Great article, but of course this is for vacuum E&M only. In matter you can have" plasma waves"! A nice summary is here:

https://en.wikipedia.org/wiki/Waves_in_plasmas

 

[bobob]

Also, in waveguides you can have modes where only the electric or magnetic fields are transverse. For TE mode, there is no electric component in the direction of propagation. For a TM mode, there is no magnetic field in the direction of propagation and for a TEM mode both the E and H fields are transverse, TEM modes cannot be supported in a hollow waveguide. Those are what you get in coax cable.

 

[Delta2]

Also, in waveguides you can have modes where only the electric or magnetic fields are transverse. For TE mode, there is no electric component in the direction of propagation. For a TM mode, there is no magnetic field in the direction of propagation and for a TEM mode both the E and H fields are transverse, TEM modes cannot be supported in a hollow waveguide. Those are what you get in coax cable.
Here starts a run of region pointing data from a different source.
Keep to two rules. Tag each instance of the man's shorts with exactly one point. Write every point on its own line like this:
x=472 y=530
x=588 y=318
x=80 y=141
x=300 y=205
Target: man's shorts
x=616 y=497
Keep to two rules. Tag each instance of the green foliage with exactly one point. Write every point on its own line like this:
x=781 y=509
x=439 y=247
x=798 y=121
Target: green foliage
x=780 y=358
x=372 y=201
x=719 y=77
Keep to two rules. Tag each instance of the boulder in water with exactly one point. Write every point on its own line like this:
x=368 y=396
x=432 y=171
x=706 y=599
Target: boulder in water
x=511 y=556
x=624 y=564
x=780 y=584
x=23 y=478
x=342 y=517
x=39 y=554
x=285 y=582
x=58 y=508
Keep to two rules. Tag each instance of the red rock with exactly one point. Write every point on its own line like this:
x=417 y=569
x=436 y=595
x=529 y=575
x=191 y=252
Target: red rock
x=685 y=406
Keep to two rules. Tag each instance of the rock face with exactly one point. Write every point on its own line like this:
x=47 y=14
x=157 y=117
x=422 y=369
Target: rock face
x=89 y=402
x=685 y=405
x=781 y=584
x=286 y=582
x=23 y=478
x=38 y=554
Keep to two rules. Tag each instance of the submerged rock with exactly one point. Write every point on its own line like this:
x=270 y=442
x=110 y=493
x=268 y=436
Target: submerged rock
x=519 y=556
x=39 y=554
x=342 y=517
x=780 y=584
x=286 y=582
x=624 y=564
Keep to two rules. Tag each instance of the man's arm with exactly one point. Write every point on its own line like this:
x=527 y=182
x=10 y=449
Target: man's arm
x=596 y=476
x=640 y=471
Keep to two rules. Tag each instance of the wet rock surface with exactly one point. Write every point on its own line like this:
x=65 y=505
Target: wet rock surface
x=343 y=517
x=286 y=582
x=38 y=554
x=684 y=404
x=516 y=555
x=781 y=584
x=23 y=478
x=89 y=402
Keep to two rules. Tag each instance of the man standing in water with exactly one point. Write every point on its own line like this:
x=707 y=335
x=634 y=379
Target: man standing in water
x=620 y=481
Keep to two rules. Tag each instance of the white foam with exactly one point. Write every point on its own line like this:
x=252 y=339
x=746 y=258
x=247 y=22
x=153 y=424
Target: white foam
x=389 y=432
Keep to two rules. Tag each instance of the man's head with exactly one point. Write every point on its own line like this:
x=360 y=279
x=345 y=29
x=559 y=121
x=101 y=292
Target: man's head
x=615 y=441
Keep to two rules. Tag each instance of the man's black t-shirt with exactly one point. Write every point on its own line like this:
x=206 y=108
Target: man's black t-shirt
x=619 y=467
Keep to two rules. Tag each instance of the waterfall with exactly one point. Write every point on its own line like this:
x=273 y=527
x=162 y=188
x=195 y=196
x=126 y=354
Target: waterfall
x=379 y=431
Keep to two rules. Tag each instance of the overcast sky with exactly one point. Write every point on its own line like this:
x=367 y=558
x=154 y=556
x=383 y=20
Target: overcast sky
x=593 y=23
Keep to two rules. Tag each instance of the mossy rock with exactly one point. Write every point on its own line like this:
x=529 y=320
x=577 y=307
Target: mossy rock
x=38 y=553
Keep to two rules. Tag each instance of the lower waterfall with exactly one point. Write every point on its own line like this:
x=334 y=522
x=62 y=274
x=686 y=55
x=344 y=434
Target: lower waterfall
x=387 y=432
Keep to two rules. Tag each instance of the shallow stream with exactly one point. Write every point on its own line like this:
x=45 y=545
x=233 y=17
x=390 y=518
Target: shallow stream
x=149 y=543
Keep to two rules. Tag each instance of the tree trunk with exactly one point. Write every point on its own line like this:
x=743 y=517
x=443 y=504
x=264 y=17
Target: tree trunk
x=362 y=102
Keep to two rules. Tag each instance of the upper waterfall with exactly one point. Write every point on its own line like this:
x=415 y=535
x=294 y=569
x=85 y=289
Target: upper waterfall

Yes in waveguides there are boundary conditions imposed on the E,B fields that make the direction of propagation different than the direction of the Poynting vector. In this article we assumed that there are no boundary conditions imposed on the fields and that the propagation direction coincides with the direction of energy flow.
I believe in the waveguide case, the Poynting vector has one major component along the direction of propagation, and one smaller component perpendicular to the propagation direction, which represents a small fraction of energy that is trapped between the walls of the waveguide.

 

[Adesh]

A very nice article and easy to read. I really liked when you concluded from the integrands that the fields will be perpendicular, that cross-product maneuver was very elegant.

 

[nasu]

Great article but I believe it should be made more explicit the fact that it refers to a restricted case.
Given the fact that there are many exceptions, the wording ("fields are always perpendicular to the direction of propagation") is misleading. Especially for such students who are too easily inclined to memorize a statement without a care about the conditions of valability of that statement. As the title does not specify any conditions, the answer should be definitely "NO". Source https://www.physicsforums.com/insights/are-electromagnetic-waves-always-transverse/

 

[jasonRF]

Great article but I believe it should be made more explicit the fact that it refers to a restricted case.
Given the fact that there are many exceptions, the wording ("fields are always perpendicular to the direction of propagation") is misleading. Especially for such students who are too easily inclined to memorize a statement without a care about the conditions of valability of that statement. As the title does not specify any conditions, the answer should be definitely "NO".

Yes - when I saw the title I was assuming the answer would be NO... The author lists some of the restrictions at the top of the article, but perhaps could add that they are also assuming there are no boundaries. Delta2 is of course dealing with the most important cast (in my opinion), if not the most general.

 

[Delta2]

Yes it is true that if we want to answer directly the question of the article then the answer is NO, electromagnetic waves are NOT always transverse(with either the weak or the strong notion).

However given that the medium of propagation is the vacuum (or any linear, isotropic and non dispersive medium where the Poynting vector gets the nice form $$\mathbf{S}=\mathbf{E}\times\mathbf{H}=\mathbf{E}\times\frac{1}{\mu}\mathbf{B}$$) and also given that there are no boundaries (I ll edit the insight and add this condition as @jasonRF notes) then the fields are perpendicular to the direction of propagation, and furthermore in the far region they are perpendicular to each other.

 

[vanhees71]

This is way more subtle! There is a century-old debate about Minkowski vs. Abraham and which is the right energy-current density or the momentum density of the em. field in polarizable media. The resolution is very salomonic: Both approaches are correct describing the canonical vs. the kinetic momentum of the field, and which one you have to consider depends on the situation you want to describe. See, e.g.,

https://doi.org/10.1098/rsta.2009.0207 (open access!)